Statistics show that there exist over 200,000 Nigerian women currently suffering from obstetric fistula in the country, with about 12,000 new cases added every year, thereby increasing the burden of the disease in the country.
But the Project Country Manager, USAID Fistula Care Plus, Chief Iyeme Efem, says his organisation was currently making concerted efforts geared towards reducing the disease.

He said the Federal Ministry of Health has directed all teaching hospitals in Nigeria to embark on fistula repairs free of charge as part of efforts to reduce the backlog of the number of women living with the health condition.

According to him, the directive to the tertiary hospitals in the country will help in increasing the number of fistula repairs from 5,000 to 12,920 every year. “Nigeria currently has a backlog of between 150,000 to 200,000 Nigerian women living with obstetric fistula, with 12,000 new cases added every year. This alarming figure is still worrisome even though our organisation repairs not less than 2000 cases yearly, in addition to the 3000 cases repaired by other organisations in the country; totaling 5000 repairs per year.

“Assuming we have 44 teaching hospitals, and each of them repairs 15 women every month, this will amount to 660 repairs, and in one year, it would mean this government’s directive has helped in repairing 7,920 women alone across the country,” he said.

Analysing the arithmetic, Efem said if the 7,920 repairs were added to the 5,000 repairs done by Fistula Care Plus and other organisations, it would mean a total of 12,920 repairs are being done yearly, a result, he said would be a step in the right direction in clearing backlogs and reducing the burden of new cases.

While commending the Minister of Health, Prof.
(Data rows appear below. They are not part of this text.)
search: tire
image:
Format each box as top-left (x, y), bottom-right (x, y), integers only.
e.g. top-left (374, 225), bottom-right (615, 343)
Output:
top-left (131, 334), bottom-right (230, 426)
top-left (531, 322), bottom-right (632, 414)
Isaac Adewole for making such a bold step, he said Fistula Care Plus would continue to champion repairs in the country, adding that they were presently involved in fistula interventions in 12 states, including Zamfara, Sokoto, Kebbi, Katsina, Kano, Bauchi, Oyo, Cross River, Osun, Yobe and Kaduna.

On his part, a Consultant Gynaecologist, College of Medicine, University of Ibadan, Prof. Oladosu Ojengbede said prolonged obstructed labour remains a common cause of obstetric fistula, noting that any labor that goes beyond 12 hours was at risk of not just infection, but obstetric fistula if no alternative means of childbirth is suggested and used.
“Obstetric fistula can be prevented if our women go for ante natal, give birth through skilled birth attendants in hospitals, get quality health services and education, among others,” he added.